La France cible d’Al-Qaïda en Mauritanie ?

Un jeune kamikaze mauritanien s’est fait exploser, samedi, devant l’ambassade de France à Nouakchott, blessant trois personnes dont deux gendarmes français affectés à la sécurité du site. Paris attribue cet attentat à son soutien au président Mauritanien Mohamed Ould Abdel Aziz, qui a décidé d’en découdre avec les réseaux terroristes qui opèrent sur son territoire.

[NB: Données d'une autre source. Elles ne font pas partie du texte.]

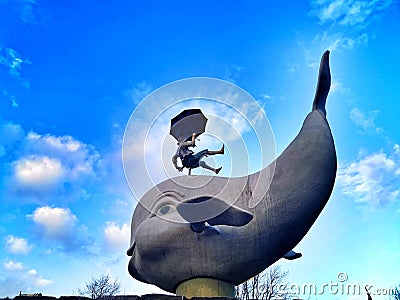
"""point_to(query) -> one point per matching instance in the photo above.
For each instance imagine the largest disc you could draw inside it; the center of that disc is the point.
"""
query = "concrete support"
(206, 287)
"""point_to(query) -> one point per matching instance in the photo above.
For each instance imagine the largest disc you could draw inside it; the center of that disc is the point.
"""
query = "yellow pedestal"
(205, 287)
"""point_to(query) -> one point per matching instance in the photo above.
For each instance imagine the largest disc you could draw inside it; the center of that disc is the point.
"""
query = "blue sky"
(72, 73)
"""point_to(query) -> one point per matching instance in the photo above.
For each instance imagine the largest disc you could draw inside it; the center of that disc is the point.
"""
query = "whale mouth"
(214, 211)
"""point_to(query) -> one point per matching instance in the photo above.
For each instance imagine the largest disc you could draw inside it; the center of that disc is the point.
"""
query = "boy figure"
(190, 160)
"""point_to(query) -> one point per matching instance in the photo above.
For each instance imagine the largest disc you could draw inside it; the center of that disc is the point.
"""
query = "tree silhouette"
(100, 287)
(269, 284)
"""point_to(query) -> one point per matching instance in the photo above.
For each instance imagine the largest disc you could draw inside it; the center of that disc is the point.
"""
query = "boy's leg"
(220, 151)
(205, 166)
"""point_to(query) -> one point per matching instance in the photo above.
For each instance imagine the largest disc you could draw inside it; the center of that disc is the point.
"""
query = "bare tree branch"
(100, 287)
(268, 285)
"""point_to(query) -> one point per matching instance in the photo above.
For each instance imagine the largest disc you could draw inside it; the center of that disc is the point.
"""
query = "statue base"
(205, 287)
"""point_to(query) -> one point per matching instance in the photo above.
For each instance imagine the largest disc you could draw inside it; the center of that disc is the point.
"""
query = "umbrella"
(187, 122)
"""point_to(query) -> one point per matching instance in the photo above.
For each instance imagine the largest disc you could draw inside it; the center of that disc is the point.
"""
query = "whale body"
(231, 229)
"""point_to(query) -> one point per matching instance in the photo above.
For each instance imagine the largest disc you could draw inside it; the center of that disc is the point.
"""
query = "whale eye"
(165, 209)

Pour Paris, l’attentat suicide de samedi soir à proximité de l’ambassade française à Nouakchott est lié a son soutien au président Aziz, qui s’est engagé à combattre le terrorisme.
Samedi vers 19 heures (21 heures à Paris), un jeune Kamikaze mauritanien s’est tué en actionnant sa ceinture explosive. Deux gendarmes mobiles français de l’ambassade, qui rentraient dans l’immeuble en courant après une séance de sport, ont été légèrement blessés, ainsi qu’un Mauritanien qui se trouvait au volant de sa voiture.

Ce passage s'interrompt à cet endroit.